Notons enfin une poignante déposition de Mme Glédel, mère de la victime. La voix brisée d'émotion, elle revit l'arrestation et la scène de la séparation et répète pieusement les dernières paroles qu'elle a entendues de la bouche chérie du disparu. Interrogée sur Josiane Amiel, suppliante, elle s'écrit : "Qu'on la tue, cette sauvage, je vous en prie !"

Réquisitoire, plaidoirie et verdict

Dans son réquisitoire, M. Simon, commissaire du gouvernement, laisse, à la mystérieuse "Marguerite" la responsabilité de la dénonciation et écarte pour l'accusée le châtiment suprême. Toutefois, il constate le crime d'intelligence avec l'ennemi et requiert les travaux forcés à perpétuité.

Très humainement, Me F. Baston se penche sur celle que des parents d'une faiblesse exceptionnelle n'ont pas su garder des tentations et des erreurs de la jeunesse.

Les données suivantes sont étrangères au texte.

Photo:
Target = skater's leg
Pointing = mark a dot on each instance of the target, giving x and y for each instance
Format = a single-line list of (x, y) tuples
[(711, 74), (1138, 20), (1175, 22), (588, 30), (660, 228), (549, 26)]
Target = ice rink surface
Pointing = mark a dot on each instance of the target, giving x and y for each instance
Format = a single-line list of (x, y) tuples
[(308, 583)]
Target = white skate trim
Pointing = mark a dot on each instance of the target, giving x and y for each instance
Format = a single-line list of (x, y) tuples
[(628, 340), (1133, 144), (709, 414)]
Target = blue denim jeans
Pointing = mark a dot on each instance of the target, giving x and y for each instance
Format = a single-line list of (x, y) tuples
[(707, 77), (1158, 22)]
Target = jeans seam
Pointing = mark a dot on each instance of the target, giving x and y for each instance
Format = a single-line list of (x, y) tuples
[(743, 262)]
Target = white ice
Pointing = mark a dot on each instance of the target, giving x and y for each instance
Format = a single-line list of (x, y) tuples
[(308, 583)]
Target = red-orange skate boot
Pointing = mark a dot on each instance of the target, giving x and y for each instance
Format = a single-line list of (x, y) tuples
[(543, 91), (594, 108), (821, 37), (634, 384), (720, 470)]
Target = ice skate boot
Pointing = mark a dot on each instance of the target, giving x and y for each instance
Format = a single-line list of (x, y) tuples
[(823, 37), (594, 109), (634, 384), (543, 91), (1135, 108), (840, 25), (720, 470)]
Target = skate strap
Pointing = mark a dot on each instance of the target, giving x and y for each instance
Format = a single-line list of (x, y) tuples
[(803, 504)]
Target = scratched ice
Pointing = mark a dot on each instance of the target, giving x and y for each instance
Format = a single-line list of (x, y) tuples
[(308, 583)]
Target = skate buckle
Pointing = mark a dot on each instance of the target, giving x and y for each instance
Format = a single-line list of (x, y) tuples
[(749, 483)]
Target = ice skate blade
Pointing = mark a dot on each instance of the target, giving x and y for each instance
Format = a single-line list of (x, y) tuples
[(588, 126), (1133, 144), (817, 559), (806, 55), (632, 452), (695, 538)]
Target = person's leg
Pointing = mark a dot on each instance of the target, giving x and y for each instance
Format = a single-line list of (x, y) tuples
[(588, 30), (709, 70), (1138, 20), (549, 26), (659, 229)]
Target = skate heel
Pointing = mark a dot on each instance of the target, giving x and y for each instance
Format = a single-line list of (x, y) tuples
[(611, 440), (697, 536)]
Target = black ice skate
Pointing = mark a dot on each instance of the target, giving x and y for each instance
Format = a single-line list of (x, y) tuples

Il se refuse à porter sa terrible faute sur le plan national. Inconscience, immoralité, oui, mais pas trahison.

La Cour délibère et rapporte un verdict de 20 ans de travaux forcés et 10 ans d'interdiction de séjour. Josiane Amiel, qui n'a cessé de sangloter durant l'audience, accepte la sentence sans sourciller, avec, semble-t-il, un soupir de soulagement.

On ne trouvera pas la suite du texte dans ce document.